Nebraska and Colorado issued the pro-arbitration decisions, in both cases reversing a trial court’s refusal to enforce arbitration agreements.  In Colorow Health Care, LLC v. Fischer, 2018 WL 2771051 (Colo. June 11, 2018), the district court denied the nursing home’s motion to compel arbitration because it was not in bold text, as required by a state statute.  Without any discussion of the FAA (which would have been a much easier ground for reversal), the Colorado Supreme Court found that the statute only requires substantial compliance, and the defendant had substantially complied (by including the right language, in a larger font size than required, just not in bold). In Heineman v. Evangelical Lutheran Good Samaritan Society, 300 Neb. 187 (June 8, 2018), the district court had found the arbitration agreement lacked mutuality, violated the state arbitration statute, and violated public policy (because of the CMS rule on arbitration).  On appeal, the Supreme Court of Nebraska found mutuality, found the FAA applied and preempted the state arbitration statute, and noted that the CMS rule had been enjoined.

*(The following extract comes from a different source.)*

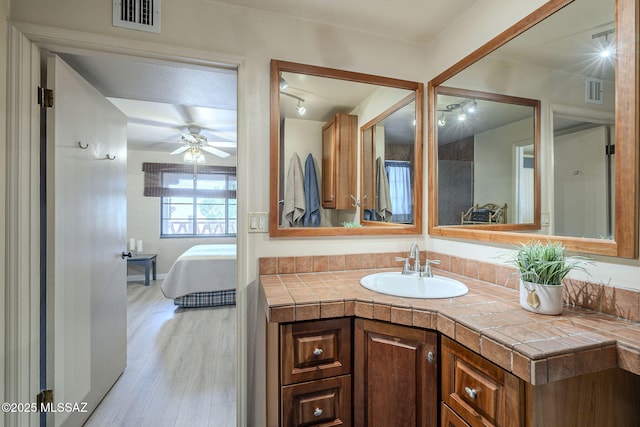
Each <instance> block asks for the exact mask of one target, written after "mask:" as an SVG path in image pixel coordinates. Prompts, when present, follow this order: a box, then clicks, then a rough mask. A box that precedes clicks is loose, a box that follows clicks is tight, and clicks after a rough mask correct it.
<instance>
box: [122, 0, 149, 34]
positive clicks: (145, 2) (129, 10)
mask: <svg viewBox="0 0 640 427" xmlns="http://www.w3.org/2000/svg"><path fill="white" fill-rule="evenodd" d="M113 26H114V27H123V28H129V29H132V30H140V31H148V32H152V33H159V32H160V0H113Z"/></svg>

A week later, though, Nebraska rejected arbitrability in a different case against a nursing home.  In Cullinane v. Beverly Enterprises-Nebraska, Inc., 300 Neb. 210 (June 15, 2018), the issue was whether the arbitration agreement signed by the deceased’s husband was enforceable.  He admitted he signed all the admission documents, but stated in an affidavit that he understood he had to agree to arbitrate for his wife to be admitted to the facility.  He also stated that he did not understood he was waiving his wife’s right to a jury trial, and would not have signed if he had known that and that arbitration was optional.  Applying the FAA and state contract law, the Nebraska Supreme Court found the district court was not “clearly wrong” when it found the husband was fraudulently induced to executing the arbitration agreement for his wife.  Critically, the facility had not introduced any affidavit contradicting the alleged statements made at the time of admission.